理科学習における映像資料の活用          
   〜パソコンによるVTRコントロール〜

平成7年1月 西置賜現職教育研修会 視聴覚部 実践集掲載

飯豊町立飯豊中学校 今 琢生  


 「個性化・個別化に有効な、コンピュータの利用があるのではないだろうか。」という考えで取り組んでみた。実験のシュミレーションとしての利用、測定やデータ処理での利用、観察や実験の手引きとして利用などを考えてみたが、パソコン室のコンピュータを理科室に持ち込むわけにはいかないので、パソコン1台でも有効な活用の仕方がないか実践してみた。

映像資料の活用
 これまで小学校の学習指導の中で、計画的にNHK学校放送の活用を行い成果を得た。中学理科でも同じような活用(NHK学校放送ステップ&ジャンプ理科を録画して視聴させた。)を行なってみた。番組の内容は興味深くわかりやすいものであるが、次のような不都合を感じた。
(1)継続した視聴をさせるには時間的な余裕がない。
(2)番組をパッケージとして視聴させた場合に、番組内容の密度が高く、生徒の理解に関係なく番組が進むために関心や意欲を失ってしまう生徒が出てくる。
(3)視聴した内容をまとめるプリントを作成し視聴後に記入させてみたが、もう一度見て確かめたい部分があっても即座に対応できない。また見直したい部分が生徒によって違う。
 ビデオ資料は音声、映像、テキスト等の情報が一つになっており、直接体験しにくい学習ではたいへん理解に役立つ。しかしテレビから生徒への一方的な情報の流れであるために前期のような問題が起こると考えた。生徒の見たい映像資料にすぐ対応できるような環境があれば生徒の関心や意欲を大切にできるかもしれないと考えた。

最新の映像を提示した体のつくりの学習
 中学2年2分野「動物の生活と種類」の単元ではじかに観察できない内容が多く、写真や映像資料に頼ることが多くなるので、次のような工夫をして生徒の学習への興味関心の高まり、理解の深まりをねらった。
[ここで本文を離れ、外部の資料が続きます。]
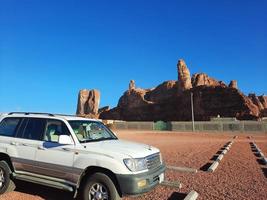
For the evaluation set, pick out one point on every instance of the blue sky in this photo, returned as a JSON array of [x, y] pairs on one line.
[[51, 49]]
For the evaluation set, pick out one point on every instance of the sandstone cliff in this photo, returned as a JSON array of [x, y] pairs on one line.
[[88, 103], [170, 101]]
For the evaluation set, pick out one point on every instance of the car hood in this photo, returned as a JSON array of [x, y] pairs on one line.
[[123, 147]]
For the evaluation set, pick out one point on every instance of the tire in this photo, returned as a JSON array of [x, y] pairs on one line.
[[99, 187], [6, 184]]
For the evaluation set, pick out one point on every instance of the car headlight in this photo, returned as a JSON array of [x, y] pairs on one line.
[[135, 164]]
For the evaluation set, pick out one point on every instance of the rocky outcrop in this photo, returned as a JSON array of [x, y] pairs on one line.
[[256, 101], [203, 79], [132, 85], [233, 84], [170, 101], [263, 100], [163, 92], [88, 103], [184, 78]]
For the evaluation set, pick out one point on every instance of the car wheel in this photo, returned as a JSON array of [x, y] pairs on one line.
[[5, 182], [100, 187]]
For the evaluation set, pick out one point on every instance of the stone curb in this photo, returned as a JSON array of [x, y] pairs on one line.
[[213, 166], [191, 195], [220, 157], [182, 169], [174, 184]]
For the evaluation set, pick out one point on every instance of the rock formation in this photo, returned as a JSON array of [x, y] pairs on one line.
[[184, 78], [103, 109], [88, 103], [233, 84], [132, 85], [203, 79], [256, 101], [170, 101]]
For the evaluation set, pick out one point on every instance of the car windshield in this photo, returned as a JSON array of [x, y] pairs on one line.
[[91, 131]]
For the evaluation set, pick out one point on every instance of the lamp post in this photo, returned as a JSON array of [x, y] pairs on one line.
[[192, 110]]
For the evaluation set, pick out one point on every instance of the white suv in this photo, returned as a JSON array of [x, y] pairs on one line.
[[75, 154]]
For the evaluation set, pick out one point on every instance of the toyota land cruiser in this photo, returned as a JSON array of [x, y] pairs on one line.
[[76, 154]]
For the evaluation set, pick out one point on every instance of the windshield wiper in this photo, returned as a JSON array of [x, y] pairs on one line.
[[97, 140]]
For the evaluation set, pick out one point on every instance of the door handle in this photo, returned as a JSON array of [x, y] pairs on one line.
[[41, 148], [14, 143]]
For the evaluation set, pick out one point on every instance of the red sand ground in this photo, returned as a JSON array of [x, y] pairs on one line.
[[240, 175]]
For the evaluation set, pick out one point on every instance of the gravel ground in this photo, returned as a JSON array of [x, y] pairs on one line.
[[240, 175]]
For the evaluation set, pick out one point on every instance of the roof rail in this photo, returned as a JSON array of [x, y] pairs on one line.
[[29, 113], [65, 115]]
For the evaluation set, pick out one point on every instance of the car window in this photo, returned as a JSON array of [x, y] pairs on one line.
[[9, 126], [54, 129], [90, 131], [34, 129]]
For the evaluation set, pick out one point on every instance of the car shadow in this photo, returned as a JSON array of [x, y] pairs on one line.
[[44, 192], [177, 196]]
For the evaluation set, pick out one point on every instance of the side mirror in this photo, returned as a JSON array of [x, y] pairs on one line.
[[65, 139]]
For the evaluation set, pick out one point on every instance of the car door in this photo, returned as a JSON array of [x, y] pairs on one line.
[[27, 140], [54, 159]]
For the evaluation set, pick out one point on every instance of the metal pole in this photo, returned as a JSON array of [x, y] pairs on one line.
[[192, 109]]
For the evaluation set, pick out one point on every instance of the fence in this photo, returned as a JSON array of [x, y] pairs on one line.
[[213, 126]]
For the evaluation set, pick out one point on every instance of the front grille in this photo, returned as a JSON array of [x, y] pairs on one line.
[[153, 161]]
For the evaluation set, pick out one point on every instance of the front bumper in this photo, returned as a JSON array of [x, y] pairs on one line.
[[130, 183]]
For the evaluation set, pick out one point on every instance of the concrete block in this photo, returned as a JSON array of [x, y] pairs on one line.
[[182, 169], [213, 166], [174, 184], [261, 154], [224, 152], [220, 157], [193, 195]]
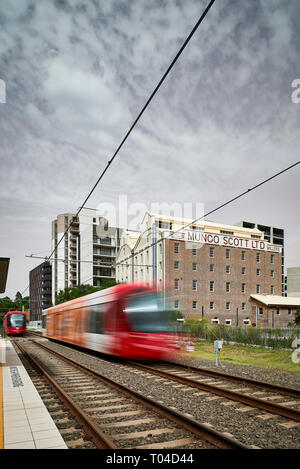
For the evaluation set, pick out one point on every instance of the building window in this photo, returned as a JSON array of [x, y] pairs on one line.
[[165, 225], [215, 320], [272, 259]]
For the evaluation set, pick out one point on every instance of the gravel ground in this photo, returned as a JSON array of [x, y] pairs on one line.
[[283, 378], [243, 423]]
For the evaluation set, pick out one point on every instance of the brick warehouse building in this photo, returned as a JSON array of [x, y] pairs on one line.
[[208, 269]]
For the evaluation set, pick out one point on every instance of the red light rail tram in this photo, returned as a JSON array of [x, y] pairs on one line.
[[128, 320], [14, 323]]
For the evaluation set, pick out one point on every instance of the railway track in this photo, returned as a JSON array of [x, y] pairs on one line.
[[116, 417], [221, 384]]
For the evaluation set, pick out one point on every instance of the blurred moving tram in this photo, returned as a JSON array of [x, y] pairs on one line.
[[129, 320]]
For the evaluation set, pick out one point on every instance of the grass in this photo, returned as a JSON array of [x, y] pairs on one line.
[[243, 355]]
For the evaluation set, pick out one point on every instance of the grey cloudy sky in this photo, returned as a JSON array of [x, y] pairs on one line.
[[77, 74]]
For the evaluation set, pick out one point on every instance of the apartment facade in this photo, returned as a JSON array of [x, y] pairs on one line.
[[87, 253], [293, 281], [40, 290], [207, 269]]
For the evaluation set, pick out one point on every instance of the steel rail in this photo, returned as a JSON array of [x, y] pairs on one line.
[[218, 439], [259, 384], [271, 407]]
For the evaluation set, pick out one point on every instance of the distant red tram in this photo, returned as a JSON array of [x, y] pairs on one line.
[[128, 320], [14, 323]]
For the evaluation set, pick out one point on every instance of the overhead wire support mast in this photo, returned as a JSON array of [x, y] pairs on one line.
[[139, 116]]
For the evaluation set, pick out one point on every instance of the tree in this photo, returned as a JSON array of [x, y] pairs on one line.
[[80, 290]]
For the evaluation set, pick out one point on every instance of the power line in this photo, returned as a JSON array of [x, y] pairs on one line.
[[217, 208], [139, 115]]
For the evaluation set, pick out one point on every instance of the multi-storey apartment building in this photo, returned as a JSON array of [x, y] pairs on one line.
[[87, 253], [40, 288], [210, 269], [293, 281]]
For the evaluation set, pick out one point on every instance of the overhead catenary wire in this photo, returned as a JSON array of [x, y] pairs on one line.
[[138, 117], [217, 208]]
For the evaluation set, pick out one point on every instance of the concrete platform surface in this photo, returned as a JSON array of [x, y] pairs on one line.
[[25, 422]]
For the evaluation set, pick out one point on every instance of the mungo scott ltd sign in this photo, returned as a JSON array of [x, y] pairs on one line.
[[222, 240]]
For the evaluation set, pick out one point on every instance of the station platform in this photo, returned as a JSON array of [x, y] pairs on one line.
[[25, 422]]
使用機器:マッキントッシュ本体、8ミリビデオデッキ、テレビモニター、Vボックスインターフェイスを各1台
使用ソフト:ハイパーカードによる自作スタック(マルチメディアツールキット(パイオニア)により作成)
使用映像:NHK学校放送ステップ&ジャンプ理科「消化と吸収・循環」

●自作スタックの工夫
 パソコンのモニターには番組の内容の項目に対応するボタンが貼りつけてある。マウスによってモニター上のポインタ(矢印)を操作し、見たい項目のボタンをクリックするとその部分までビデオテープを巻きもどしてテレビモニターに映像を提示するようにした。また、終わると自動的にVTRが止まるようにした。

●二つの利用方法
 こうして作成したスタックにより二通りの映像資料の利用を行った。一つは教師の説明の補助資料としての利用である。説明するときに、同時に見せると理解に有効であると思われる部分をあらかじめ呼び出しておき、タイミング良く提示するために利用した。番組の細切れ的な利用である。もう一つはパッケージとして番組を見せた後でプリントにまとめる時に、もう一度見たい部分がある生徒に個別に利用させた。

●成果と課題
 このようにパソコンを利用しVTRをランダムアクセスして提示したい映像がすぐに得られるのは学習を進める上でたいへん都合のよいものであった。特に教師の説明が中心になる場面でも、ワンポイントの映像提示により生徒の興味を持続させることができたことが多かった。
 もう一度見たい部分がある生徒に個別に利用させた場合でも意欲をもって調べようとする生徒が多数出てきた。しかし、予想していたことではあるが、たった1台のシステムでは生徒の意欲に対応できないこともあり課題となった。また、場合によってはビデオテープの巻きもどしに時間がかかって生徒をいらいらさせることもあった。VTRの動画をデジタル情報として扱うことを併用できたら解決できるがハード的にまだ難しい。